Grandma began by pulling out a piece of brightly-colored cross-stitched fabric out of her large purse, “Maj - this is your name.”  She used her finger to feel the threads on the cross-stitching.  Sunny knew this was her name.  The thread is made of hemp, and so was the meaning of Maj, also having been told to her by her parents.  But, Grandma Va Her continued.  

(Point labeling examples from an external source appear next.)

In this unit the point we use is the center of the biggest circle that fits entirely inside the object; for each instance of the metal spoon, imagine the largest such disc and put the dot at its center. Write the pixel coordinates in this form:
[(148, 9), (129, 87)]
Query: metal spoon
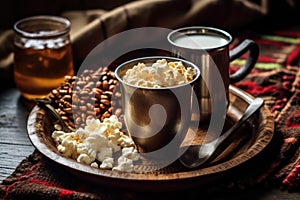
[(46, 103), (197, 155)]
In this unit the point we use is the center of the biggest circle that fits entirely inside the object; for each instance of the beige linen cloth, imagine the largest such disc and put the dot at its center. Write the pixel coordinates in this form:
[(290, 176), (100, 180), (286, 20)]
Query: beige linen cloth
[(94, 21)]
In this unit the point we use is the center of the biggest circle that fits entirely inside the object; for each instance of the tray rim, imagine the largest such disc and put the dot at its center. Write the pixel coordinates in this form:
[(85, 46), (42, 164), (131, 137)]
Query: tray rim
[(123, 177)]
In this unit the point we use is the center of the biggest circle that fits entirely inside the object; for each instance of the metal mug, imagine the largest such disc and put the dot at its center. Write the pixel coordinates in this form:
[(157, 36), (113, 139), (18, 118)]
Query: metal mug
[(208, 48), (157, 119)]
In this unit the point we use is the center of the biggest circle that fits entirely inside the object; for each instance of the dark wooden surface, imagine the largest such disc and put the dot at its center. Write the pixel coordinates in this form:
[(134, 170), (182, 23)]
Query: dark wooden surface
[(15, 144)]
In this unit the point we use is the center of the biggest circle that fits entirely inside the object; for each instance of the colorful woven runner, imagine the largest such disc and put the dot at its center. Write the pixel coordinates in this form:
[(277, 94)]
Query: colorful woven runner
[(276, 78)]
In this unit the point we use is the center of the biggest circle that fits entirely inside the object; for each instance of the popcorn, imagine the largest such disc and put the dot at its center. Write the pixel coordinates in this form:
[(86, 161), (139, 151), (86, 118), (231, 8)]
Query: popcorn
[(98, 141), (160, 74)]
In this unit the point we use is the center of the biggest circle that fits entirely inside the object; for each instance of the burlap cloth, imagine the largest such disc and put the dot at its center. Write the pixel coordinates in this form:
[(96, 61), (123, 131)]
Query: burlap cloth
[(276, 78)]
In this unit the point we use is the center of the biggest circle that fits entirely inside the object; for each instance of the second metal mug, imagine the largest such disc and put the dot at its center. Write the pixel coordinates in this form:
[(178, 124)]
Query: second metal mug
[(208, 48)]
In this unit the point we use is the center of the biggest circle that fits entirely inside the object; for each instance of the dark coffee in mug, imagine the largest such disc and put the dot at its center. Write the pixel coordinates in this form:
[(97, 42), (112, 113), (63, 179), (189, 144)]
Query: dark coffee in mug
[(208, 48)]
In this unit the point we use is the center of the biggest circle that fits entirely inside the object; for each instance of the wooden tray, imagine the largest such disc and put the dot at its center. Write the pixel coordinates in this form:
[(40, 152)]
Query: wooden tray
[(254, 136)]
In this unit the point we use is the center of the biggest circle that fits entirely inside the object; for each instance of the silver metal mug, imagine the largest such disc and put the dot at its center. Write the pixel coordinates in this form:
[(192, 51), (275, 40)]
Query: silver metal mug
[(157, 119), (208, 48)]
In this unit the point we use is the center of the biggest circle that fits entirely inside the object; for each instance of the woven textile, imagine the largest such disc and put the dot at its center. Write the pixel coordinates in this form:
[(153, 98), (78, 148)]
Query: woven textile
[(275, 78)]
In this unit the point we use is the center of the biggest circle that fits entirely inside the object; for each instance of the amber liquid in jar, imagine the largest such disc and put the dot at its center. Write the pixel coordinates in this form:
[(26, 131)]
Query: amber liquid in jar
[(41, 64)]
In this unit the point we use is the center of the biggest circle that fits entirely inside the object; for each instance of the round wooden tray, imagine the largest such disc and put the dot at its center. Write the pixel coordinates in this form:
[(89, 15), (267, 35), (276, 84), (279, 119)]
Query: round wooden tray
[(254, 136)]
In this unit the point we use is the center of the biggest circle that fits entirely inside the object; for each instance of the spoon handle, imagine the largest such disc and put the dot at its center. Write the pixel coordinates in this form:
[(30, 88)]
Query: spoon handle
[(253, 106)]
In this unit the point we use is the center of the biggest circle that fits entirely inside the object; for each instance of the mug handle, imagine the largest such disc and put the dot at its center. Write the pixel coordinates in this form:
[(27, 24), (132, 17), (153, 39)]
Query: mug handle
[(246, 45)]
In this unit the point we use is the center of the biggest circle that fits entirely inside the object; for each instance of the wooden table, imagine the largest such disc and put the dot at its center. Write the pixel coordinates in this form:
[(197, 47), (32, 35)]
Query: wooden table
[(15, 144)]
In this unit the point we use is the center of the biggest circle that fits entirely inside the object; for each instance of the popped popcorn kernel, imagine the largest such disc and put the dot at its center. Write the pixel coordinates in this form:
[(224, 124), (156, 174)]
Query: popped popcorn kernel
[(98, 142)]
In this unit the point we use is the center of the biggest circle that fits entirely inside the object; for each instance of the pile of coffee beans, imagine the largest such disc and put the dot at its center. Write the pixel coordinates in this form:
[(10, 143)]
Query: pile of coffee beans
[(92, 94)]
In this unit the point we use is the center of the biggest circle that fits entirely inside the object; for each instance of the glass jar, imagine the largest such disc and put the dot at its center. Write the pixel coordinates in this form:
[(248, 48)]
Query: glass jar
[(43, 54)]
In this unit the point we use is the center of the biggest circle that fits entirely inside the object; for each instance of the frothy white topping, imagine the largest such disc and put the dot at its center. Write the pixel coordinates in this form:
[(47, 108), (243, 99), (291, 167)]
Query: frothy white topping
[(159, 74)]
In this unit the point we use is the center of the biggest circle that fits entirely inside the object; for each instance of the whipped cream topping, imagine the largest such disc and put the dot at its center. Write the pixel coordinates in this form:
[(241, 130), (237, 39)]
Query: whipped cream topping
[(160, 74)]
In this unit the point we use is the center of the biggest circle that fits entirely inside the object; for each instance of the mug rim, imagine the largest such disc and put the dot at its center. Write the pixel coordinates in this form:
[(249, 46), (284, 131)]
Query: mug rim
[(199, 29), (136, 60)]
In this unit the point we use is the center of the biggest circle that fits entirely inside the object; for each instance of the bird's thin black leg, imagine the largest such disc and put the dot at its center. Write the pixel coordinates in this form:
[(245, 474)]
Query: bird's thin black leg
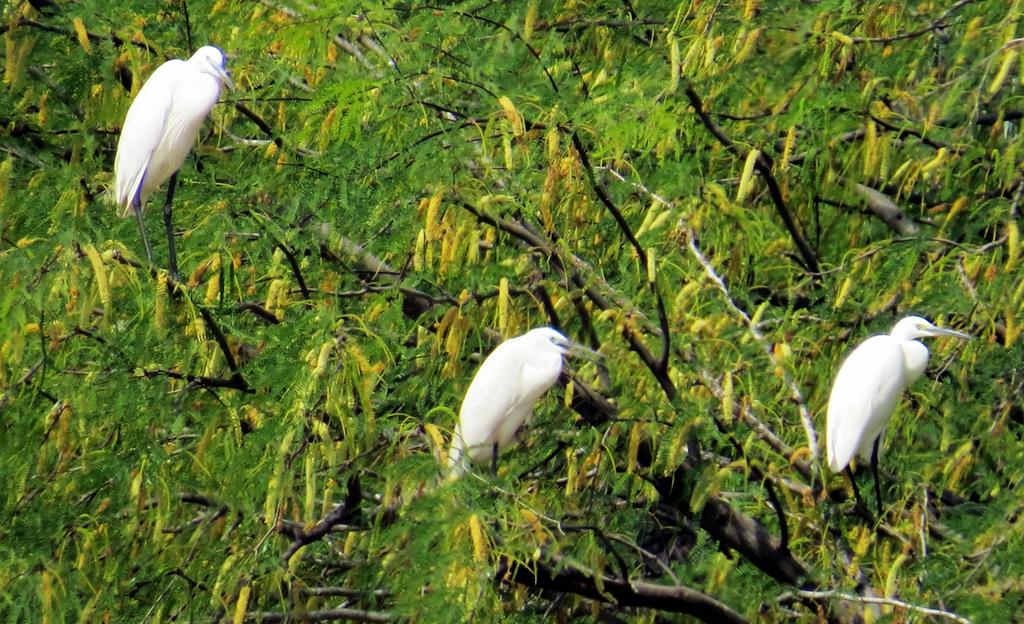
[(172, 256), (875, 470), (861, 508), (137, 207)]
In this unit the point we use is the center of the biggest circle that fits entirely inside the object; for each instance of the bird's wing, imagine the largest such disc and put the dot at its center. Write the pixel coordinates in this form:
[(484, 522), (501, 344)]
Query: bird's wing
[(863, 396), (141, 131), (489, 402)]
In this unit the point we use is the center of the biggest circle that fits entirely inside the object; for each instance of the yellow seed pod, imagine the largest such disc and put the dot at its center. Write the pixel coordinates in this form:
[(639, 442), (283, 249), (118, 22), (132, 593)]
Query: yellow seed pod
[(933, 164), (1009, 56), (1013, 244), (844, 292), (82, 35), (747, 179), (419, 254), (479, 541), (102, 281), (242, 604), (160, 301), (431, 221), (750, 44), (634, 449), (504, 301), (518, 126), (791, 142), (673, 64), (436, 439), (529, 22), (534, 521), (870, 148), (323, 358), (727, 401), (212, 289), (750, 8)]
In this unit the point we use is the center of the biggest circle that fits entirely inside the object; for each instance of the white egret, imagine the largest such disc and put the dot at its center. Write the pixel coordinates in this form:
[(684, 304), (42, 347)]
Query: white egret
[(866, 388), (160, 130), (502, 394)]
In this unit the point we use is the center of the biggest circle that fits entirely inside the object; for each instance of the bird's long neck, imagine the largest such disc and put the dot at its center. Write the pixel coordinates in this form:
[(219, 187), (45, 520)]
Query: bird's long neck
[(915, 359)]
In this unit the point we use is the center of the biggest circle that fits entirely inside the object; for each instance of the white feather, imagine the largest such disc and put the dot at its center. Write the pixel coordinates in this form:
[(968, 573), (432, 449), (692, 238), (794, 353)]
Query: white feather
[(162, 124), (501, 398)]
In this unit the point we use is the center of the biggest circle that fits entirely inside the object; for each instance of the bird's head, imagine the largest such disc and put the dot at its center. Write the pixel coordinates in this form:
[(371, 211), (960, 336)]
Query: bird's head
[(548, 339), (910, 328), (212, 60)]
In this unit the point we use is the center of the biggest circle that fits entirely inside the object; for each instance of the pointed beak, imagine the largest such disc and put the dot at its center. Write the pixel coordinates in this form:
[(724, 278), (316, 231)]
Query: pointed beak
[(225, 78), (941, 331), (579, 350)]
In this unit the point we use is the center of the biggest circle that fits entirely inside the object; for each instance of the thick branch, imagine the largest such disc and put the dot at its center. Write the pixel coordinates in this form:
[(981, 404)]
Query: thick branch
[(558, 575), (763, 165), (340, 514)]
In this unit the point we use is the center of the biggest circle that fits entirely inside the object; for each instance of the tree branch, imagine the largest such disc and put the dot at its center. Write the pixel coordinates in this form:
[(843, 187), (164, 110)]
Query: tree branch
[(557, 574)]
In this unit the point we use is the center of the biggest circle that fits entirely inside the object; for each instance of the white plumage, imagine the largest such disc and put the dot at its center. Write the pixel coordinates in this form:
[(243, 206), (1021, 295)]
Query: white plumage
[(163, 122), (501, 398), (869, 383)]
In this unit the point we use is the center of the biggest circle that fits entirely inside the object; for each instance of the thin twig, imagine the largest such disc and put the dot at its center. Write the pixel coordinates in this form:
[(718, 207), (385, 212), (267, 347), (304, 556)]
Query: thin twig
[(886, 601)]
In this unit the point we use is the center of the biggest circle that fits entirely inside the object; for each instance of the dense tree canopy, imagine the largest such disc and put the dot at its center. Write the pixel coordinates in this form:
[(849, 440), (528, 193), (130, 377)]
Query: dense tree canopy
[(722, 198)]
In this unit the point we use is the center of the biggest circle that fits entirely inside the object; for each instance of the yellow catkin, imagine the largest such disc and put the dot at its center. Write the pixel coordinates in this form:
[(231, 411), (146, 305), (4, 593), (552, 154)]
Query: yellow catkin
[(750, 8), (242, 605), (435, 437), (529, 22), (323, 358), (431, 221), (503, 306), (419, 256), (160, 301), (727, 398), (212, 289), (479, 542), (936, 162), (518, 126), (82, 35), (1000, 77), (102, 281), (750, 44), (673, 64), (1013, 244), (870, 148), (747, 179), (634, 449)]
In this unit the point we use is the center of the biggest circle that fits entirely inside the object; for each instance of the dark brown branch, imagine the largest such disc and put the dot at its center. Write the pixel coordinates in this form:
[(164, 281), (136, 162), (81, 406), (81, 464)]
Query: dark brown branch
[(260, 123), (556, 574), (340, 514), (734, 530), (92, 36), (259, 310), (764, 166), (235, 382), (934, 26), (328, 615), (662, 367), (218, 336)]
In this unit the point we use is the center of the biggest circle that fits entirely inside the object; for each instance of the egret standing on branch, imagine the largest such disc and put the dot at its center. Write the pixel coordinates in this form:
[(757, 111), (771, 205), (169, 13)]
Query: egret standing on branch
[(160, 130), (865, 391), (501, 398)]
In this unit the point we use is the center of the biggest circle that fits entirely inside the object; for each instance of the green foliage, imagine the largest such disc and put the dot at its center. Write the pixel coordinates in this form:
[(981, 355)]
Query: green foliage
[(394, 188)]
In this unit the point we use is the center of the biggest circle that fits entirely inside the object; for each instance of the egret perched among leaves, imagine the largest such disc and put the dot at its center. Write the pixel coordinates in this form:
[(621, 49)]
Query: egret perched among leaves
[(160, 130), (868, 383), (501, 398)]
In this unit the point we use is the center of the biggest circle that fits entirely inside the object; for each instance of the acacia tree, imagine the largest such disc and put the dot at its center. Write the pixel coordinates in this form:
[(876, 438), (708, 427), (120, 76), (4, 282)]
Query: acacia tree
[(721, 198)]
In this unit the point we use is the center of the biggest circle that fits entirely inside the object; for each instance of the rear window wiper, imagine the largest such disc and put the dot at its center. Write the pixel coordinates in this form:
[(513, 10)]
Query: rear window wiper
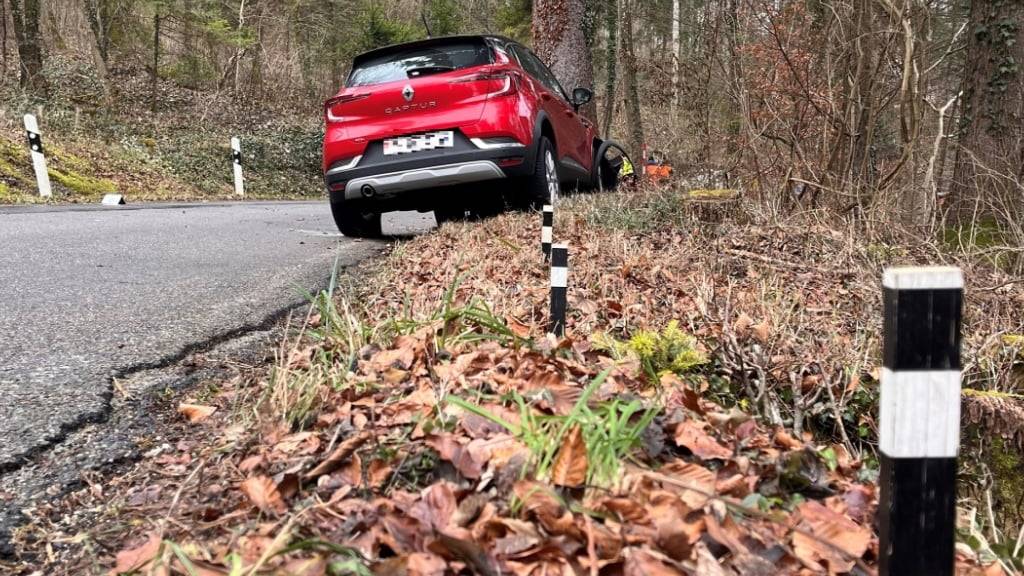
[(427, 70)]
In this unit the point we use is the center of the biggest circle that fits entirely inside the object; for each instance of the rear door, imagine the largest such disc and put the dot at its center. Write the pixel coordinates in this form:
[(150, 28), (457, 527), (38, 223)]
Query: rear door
[(572, 134), (416, 87)]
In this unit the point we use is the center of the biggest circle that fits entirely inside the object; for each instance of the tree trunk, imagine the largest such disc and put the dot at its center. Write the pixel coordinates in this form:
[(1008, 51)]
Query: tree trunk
[(98, 14), (991, 155), (561, 43), (30, 49), (634, 122), (675, 55), (611, 63)]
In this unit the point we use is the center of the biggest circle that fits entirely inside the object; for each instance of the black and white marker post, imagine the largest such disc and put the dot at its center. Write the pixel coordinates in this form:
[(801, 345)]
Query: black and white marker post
[(559, 287), (38, 160), (919, 421), (237, 158), (547, 225)]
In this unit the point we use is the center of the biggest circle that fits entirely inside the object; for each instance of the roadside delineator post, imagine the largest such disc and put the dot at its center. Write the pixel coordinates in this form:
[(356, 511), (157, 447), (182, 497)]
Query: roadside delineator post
[(38, 159), (559, 287), (237, 159), (919, 420), (547, 225)]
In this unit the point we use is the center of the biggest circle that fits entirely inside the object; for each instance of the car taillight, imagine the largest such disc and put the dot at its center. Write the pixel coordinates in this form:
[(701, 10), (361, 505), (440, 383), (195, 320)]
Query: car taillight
[(498, 83), (333, 109)]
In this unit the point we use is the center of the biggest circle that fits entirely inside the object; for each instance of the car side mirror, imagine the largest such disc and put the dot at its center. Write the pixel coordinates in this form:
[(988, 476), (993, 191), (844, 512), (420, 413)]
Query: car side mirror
[(581, 96)]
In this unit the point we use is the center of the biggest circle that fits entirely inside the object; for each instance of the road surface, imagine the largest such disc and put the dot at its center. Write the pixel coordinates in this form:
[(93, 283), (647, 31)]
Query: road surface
[(89, 293)]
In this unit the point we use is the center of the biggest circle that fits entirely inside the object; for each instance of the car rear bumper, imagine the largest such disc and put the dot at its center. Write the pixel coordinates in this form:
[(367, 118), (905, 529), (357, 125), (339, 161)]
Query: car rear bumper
[(378, 177)]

"A long time ago, there was another young girl named Maj.  At this time, the plant hadn't been discovered until Maj was dancing in it under the sun in the jungle one day.  She felt that it was sticky and brought it home one day to make thread and sew into a blanket for her mother.  The blanket was warm and her mother appreciated her daughter’s hardworking gift.  

After Maj sewed the blanket, she went back into the jungle to retrieve more.  There, she met a young man.  He told her his name was Lou Xeng.  Maj admired his handsome attributes while Lou Xeng was captivated by her quiet charm and beauty.  They immediately bonded.  He helped her reap her newly discovered plant daily and they grew to like each other.  

One day, Maj’s mother had something to tell her daughter."

Sunny stopped her right there and asked, “Is this a love story?”  

Grandma’s eyes sparkled.  “It’s your story.”

Sunny was confused and laughed at Grandma Va Her’s joke, not knowing if she was alluding to something.  As Sunny listened, she had a sixth sense that she had heard this story before, but didn’t remember where from.  Maybe a book I read, she thought.